His life philosophy had always been simple: “Want. Take. Have.” When he saw the pretty redhead, his loins sprang to life and he sauntered over to find out what her story was and how available she might be. As luck would have it and his luck was almost always good, he got there just in time to hear her tell the station agent her story. Spence learned her name, her destination and all the information he needed about her prospective husband.
Acting on impulse, as was his nature, he decided to play the part of the fiancé and see how far he could get with the lovely Amanda McCormick. It was harmless fun, an intriguing diversion on a sweltering August afternoon. He became Travis Baxter, loving fiancé, on the spot, cajoling her to come with him to the El Dorado with no trouble at all. Her reaction to his kiss was revealing. She was hot and eager for some sexual relief—she just didn’t know it yet.
In the lobby of the hotel, Spence paused a moment to take stock and plan his next move. “Darling, I’ll escort you to the tea room then make sure our rooms are ready and have someone carry your bag up.”
“All right.” Amanda gazed around the opulent lobby of the fanciest hotel in Kansas City and he wagered she’d never seen the like back in Michigan. The floor was covered with expensive carpets and scattered with small gilt chairs and potted ferns.
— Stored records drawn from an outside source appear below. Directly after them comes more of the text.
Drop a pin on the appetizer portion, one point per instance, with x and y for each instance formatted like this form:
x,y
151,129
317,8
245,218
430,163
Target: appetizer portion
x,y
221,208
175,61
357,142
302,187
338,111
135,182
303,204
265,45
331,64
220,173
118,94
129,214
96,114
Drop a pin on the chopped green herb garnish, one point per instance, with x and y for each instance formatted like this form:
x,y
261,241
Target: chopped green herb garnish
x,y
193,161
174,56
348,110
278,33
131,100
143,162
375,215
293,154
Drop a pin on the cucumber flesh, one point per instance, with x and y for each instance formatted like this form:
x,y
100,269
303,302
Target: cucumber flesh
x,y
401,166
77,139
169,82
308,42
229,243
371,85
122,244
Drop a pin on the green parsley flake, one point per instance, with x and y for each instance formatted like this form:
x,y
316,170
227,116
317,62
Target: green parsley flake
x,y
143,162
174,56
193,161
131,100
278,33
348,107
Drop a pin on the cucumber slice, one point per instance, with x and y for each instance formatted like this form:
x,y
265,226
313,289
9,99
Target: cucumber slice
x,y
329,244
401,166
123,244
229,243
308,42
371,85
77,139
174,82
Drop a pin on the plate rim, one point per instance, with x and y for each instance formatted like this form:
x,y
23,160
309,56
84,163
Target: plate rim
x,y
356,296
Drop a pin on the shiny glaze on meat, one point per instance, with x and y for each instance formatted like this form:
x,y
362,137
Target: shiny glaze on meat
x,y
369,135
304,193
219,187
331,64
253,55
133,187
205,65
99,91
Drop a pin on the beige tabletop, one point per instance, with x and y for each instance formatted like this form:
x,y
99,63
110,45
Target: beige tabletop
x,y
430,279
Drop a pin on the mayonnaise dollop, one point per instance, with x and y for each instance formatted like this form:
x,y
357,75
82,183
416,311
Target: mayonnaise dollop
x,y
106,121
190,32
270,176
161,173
Overhead, fans stirred the stifling air, keeping the hotel a few degrees cooler than the oppressive heat outside.
Spence chose a table in a private, shadowy corner of the tea room and pulled back a chair for Amanda. He stooped to kiss her cheek. “I’ll be right back.”
At the front desk, the concierge perked up when Spence offered him several bills. “I’d like your best room for the night with champagne waiting in the room.”